Removing a removable discontinuity at $x=0$ in $\frac12(1-\frac{|x|}x)|\sqrt[3]{x^3-c}-x|+\frac12(1+\frac{|x|}x)(\sqrt[3]{x^3+c}-x)$

Question

I'm trying to get rid of a removable discontinuity at $x=0$ in the function: $$\frac{1}{2}\left(1-\frac{|x|}{x}\right)\left|\sqrt[3]{x^3-c}-x\right|+\frac{1}{2}\left(1+\frac{|x|}{x}\right)\left(\sqrt[3]{x^3+c}-x\right)$$ where $c$ is a constant greater than $0$.

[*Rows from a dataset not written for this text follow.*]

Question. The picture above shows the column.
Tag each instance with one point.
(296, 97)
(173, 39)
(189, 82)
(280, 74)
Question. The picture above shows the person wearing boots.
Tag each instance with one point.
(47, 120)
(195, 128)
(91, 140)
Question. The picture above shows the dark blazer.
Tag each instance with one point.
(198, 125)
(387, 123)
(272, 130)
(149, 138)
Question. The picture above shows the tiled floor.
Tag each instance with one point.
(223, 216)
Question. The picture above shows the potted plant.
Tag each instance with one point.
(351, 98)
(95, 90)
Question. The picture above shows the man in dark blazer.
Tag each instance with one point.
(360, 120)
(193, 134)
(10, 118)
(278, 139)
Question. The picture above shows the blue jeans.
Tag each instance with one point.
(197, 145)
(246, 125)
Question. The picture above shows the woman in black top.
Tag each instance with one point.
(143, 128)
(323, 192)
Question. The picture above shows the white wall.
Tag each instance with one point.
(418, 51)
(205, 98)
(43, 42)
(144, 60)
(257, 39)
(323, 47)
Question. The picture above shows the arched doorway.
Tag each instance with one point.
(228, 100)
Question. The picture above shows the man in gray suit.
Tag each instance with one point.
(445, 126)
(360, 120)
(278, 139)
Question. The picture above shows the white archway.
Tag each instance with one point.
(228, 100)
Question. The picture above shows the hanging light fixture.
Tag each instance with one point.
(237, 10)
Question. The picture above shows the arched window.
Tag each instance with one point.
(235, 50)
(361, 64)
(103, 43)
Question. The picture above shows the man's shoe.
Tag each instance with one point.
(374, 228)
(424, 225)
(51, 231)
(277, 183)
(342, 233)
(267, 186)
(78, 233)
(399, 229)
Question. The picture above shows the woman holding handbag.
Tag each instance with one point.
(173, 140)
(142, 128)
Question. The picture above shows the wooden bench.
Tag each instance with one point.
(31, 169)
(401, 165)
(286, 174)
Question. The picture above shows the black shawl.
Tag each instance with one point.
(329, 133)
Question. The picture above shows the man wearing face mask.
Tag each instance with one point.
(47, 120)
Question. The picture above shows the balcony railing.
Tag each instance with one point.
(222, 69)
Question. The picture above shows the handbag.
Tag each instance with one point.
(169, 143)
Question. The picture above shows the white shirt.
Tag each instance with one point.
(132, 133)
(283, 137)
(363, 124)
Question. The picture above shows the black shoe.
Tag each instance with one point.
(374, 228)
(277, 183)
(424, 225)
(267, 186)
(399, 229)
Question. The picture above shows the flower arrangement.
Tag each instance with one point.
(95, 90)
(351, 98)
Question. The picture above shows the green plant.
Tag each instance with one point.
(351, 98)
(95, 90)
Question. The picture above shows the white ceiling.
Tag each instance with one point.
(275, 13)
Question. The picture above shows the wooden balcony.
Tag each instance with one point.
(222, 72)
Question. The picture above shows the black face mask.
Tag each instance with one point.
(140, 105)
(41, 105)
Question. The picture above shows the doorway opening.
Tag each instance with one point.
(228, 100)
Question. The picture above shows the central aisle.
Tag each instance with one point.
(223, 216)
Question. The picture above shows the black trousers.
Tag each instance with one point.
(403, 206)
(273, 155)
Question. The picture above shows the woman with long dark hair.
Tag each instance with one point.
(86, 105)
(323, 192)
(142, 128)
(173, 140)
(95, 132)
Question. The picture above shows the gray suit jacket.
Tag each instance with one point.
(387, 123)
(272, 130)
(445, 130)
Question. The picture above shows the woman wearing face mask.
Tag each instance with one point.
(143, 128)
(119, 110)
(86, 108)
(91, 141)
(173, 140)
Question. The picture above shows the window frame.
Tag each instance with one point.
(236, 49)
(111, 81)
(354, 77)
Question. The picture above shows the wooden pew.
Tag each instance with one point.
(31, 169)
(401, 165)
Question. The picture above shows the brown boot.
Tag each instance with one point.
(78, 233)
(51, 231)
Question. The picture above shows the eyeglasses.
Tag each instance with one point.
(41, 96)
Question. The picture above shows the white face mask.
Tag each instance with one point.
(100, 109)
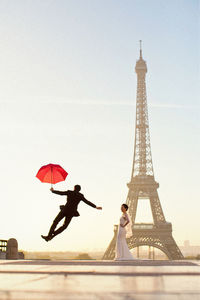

I'm only working with the reals. No matter what I do, I can't get rid of the $x$'s in the denominators. I've tried WolframAlpha but that didn't work. Any help or suggestions would be appreciated.

For context, I am trying to turn a continuous piecewise function into a single elementary function. I have done this kind of thing with many other piecewise functions, but this is the first one that I just can't make work.

Answer 1

Just take the limit of your function as $x \to 0$ and define the value at $x=0$ to be that limit. When $x \gt 0$ the first set of parentheses evaluates to $0$ and you are left with the second term, where the $\left(1+\frac{|x|}{x}\right)=2$. When $x \lt 0$ the first term is what contributes. The limits from the two sides have to be equal for the discontinuity to be removable.

Answer 2

I'm not sure what you're trying to achieve here. You already have an expression that is a single elementary function. A piecewise expression for this function would be

$$f(x) = \begin{cases} \sqrt[3]{x^3+c} - x, & x \ge 0 \\ \sqrt[3]{x^3-c} - x, & x < 0. \end{cases}$$

We can clearly see that $$\lim_{x \to 0} f(x) = \sqrt[3]{c}.$$ I suppose you could write $$f(x) = \sqrt[3]{x^3 + \frac{|x|}{x} c} - x,$$ but you seem to imply that you don't want to use expressions like $|x|/x$.

Answer 3

$$\frac{1}{2}\left(1-\frac{|x|}{x}\right)\left|\sqrt[3]{x^3-c}-x\right|+\frac{1}{2}\left(1+\frac{|x|}{x}\right)\left(\sqrt[3]{x^3+c}-x\right) \\\\ =\frac1{2x} \left[(x-|x|) \left|\sqrt[3]{x^3-c} - x\right| + (x+|x|) \left(\sqrt[3]{x^3+c} - x\right)\right] \\\\ = \frac1{2x} \left[x \left(\left|\sqrt[3]{x^3-c} - x\right| + \sqrt[3]{x^3+c} - x\right) + |x| \left(\sqrt[3]{x^3+c} - x - \left|\sqrt[3]{x^3-c} - x\right|\right)\right]$$

The discontinuity at $x=0$ vanishes since $\frac xx\to1$ and $\frac{|x|}x\to\pm1$. You would be left with

$$\frac12 \left[\left(\left|\sqrt[3]{x^3-c} - x\right| + \sqrt[3]{x^3+c} - x\right) \pm \left(\sqrt[3]{x^3+c} - x - \left|\sqrt[3]{x^3-c} - x\right|\right)\right] \\\\ = \begin{cases}\sqrt[3]{x^3+c}-x &\text{if }x>0 \\ \left|\sqrt[3]{x^3-c}-x\right|&\text{if }x<0\end{cases}$$

which could probably be rewritten further if you know something more about $c$.